House in Araiyakushi


Embrace aspects of the city directly
The surrounding of the site is a dense area of dwellings and commercial buildings. There are many land allotments before the war. The client’s request was a home office for a family consisting of 3 generations. The city has existed for a long time, and there is no clear urban axis. The existing houses crowded together with diversity in type of structure, scale, and use. Without planning, they developed in chaos but converge at characteristic and interesting balanced state, which seems to show us very Japanese aspects of cities.
Classically, monolithic ‘plus’ volume was usually built as a symbol of order to contrast a disorderly site background like this. However, it would just come down to one factor of dis-order, and discard the benefit of the city’s characteristics as well. Thus, we believed it is better to embrace dis-order as aspects of the cities positively and then convert it into a new quality of architecture.
This housing, functioning as office and residence for 3 generations, indeed possessed a certain volume. But instead of squeezing it as a square volume into the existing city, we decided to rather ‘infiltrate’ it through urban elements such as neighborhood, streets, existing trees, garden-stones, old well, shrine, etc. As a result, the outline became a complicated ameba-shape having several folds, which remained the aspects of the city.
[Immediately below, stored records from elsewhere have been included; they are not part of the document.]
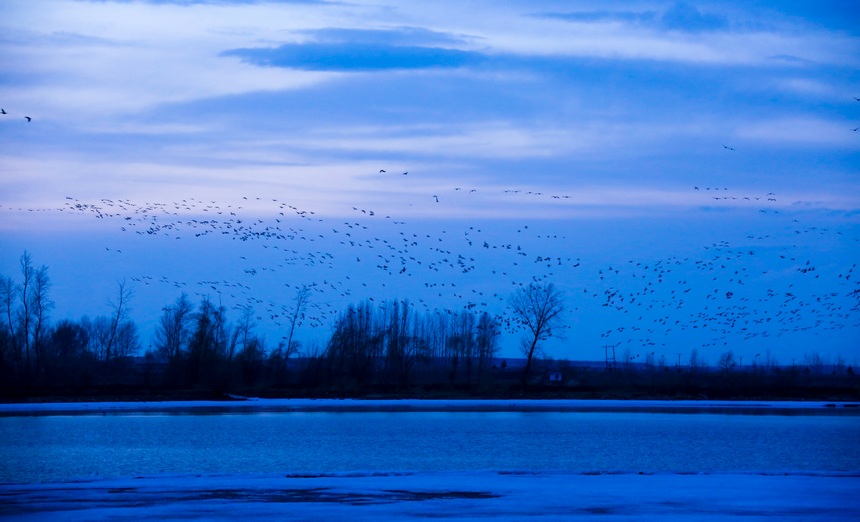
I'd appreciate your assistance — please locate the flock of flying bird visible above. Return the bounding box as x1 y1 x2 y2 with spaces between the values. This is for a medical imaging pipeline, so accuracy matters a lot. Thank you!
21 165 860 360
0 96 860 357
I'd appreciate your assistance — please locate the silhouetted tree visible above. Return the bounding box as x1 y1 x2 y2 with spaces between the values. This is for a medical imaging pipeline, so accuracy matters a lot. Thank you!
475 312 499 386
509 283 564 390
281 285 311 367
155 292 193 359
105 281 132 361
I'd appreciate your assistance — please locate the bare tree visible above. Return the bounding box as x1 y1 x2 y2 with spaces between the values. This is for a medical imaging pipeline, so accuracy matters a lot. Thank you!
0 277 21 367
283 285 311 367
155 292 193 359
105 280 133 360
29 265 54 373
717 350 735 373
509 283 564 390
475 312 499 386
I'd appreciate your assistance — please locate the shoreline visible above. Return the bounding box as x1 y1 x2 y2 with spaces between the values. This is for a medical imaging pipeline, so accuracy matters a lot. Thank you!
0 396 860 416
0 471 860 522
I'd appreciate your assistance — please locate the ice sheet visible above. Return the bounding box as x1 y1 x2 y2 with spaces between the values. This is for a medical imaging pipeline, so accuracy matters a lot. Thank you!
0 471 860 522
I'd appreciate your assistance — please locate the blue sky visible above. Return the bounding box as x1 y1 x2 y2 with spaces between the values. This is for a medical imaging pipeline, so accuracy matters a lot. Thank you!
0 0 860 362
For uneven ‘human lives’, it can be also read as preferable ‘topography’.
In order to convert such urban topography into ‘the place of human’, the only architectural process, if it’s appropriate to say, was ‘a rectangle courtyard’ that located as a ‘minus’ architecture volume in the center of the complicated plan. It of course allowed comfortable lighting and ventilation while several folds were used as characteristic rooms suitable for various lives. In addition, a decent distance and space were secured among each family. Although parents and children were independent households, they were also integrated by inner ‘order’, namely the rectangular courtyard as well as the climbing beams sloping towards that courtyard with the same gradient.
By looking back what we had done, we found that it might just simplify a normal and prolix process -- placing ‘a simple architecture’ in ‘a diverse city’ and then create ‘residential diversity‘ inside -- into directly grasping ‘a diverse city’ as ‘residential diversity’. It might also reverse the way of architecture, the unlimited ‘ordering’ of cities by connecting city and individual life through reversing the inside and outside of architecture imitating the inward outside, the courtyard.
In any case, I believe ‘the future’ of architecture, which starts from ‘the end’ of urbanization, is very interesting.
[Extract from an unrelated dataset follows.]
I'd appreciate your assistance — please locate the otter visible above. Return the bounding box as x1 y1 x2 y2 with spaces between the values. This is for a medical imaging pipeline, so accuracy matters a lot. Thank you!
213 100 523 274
『JT』2016.1/Shinkenchiku-sha



Order infiltrating into the city / construction method without outline
For a long time, ‘order’ has been close to the center of my interest.
Clear ‘order’ established by social cooperation is essential to materialize the existence of extremely plural architecture, which is able to secure scientific rationality (i.e. structure, construction, material, energy,) as well as correspond with sociological rationality (i.e. economy, law, custom, historical culture). However, the world is a dynamic environment where all matters of universal nature continue to originate in. Although it is perfect at some point, static order could fail to function due to its completeness. From what I understand, the ‘coolness’ quality of completed order results from its fundamental character conflicting with us who are actually dynamic existence.
Nevertheless, as I said, it is nonsense to take ‘disorder’. Only does the support from complicated and incomplete order enable possibility of architecture in disorder ‘style’. What I desire is the order that has not been completed. We call it ‘open order’ or ‘flexible order’. It is the order, which will not lose its integrity that endures temporal changes and allows new participation from the outside.

One thing that I use as a model is order of creatures. It is a dynamic order keeping its integrity as an organism while still embracing usual changes of external environment and time. It is simple and efficient rather than conspicuously weird. For example, a kind of plants spreads its branches and leaves at every 144 degrees (called ‘phyllotaxis’) in order to prevent overlapping and therefore catch more sunlight.
By using such ‘open order’, I would like to realize architecture for the living world.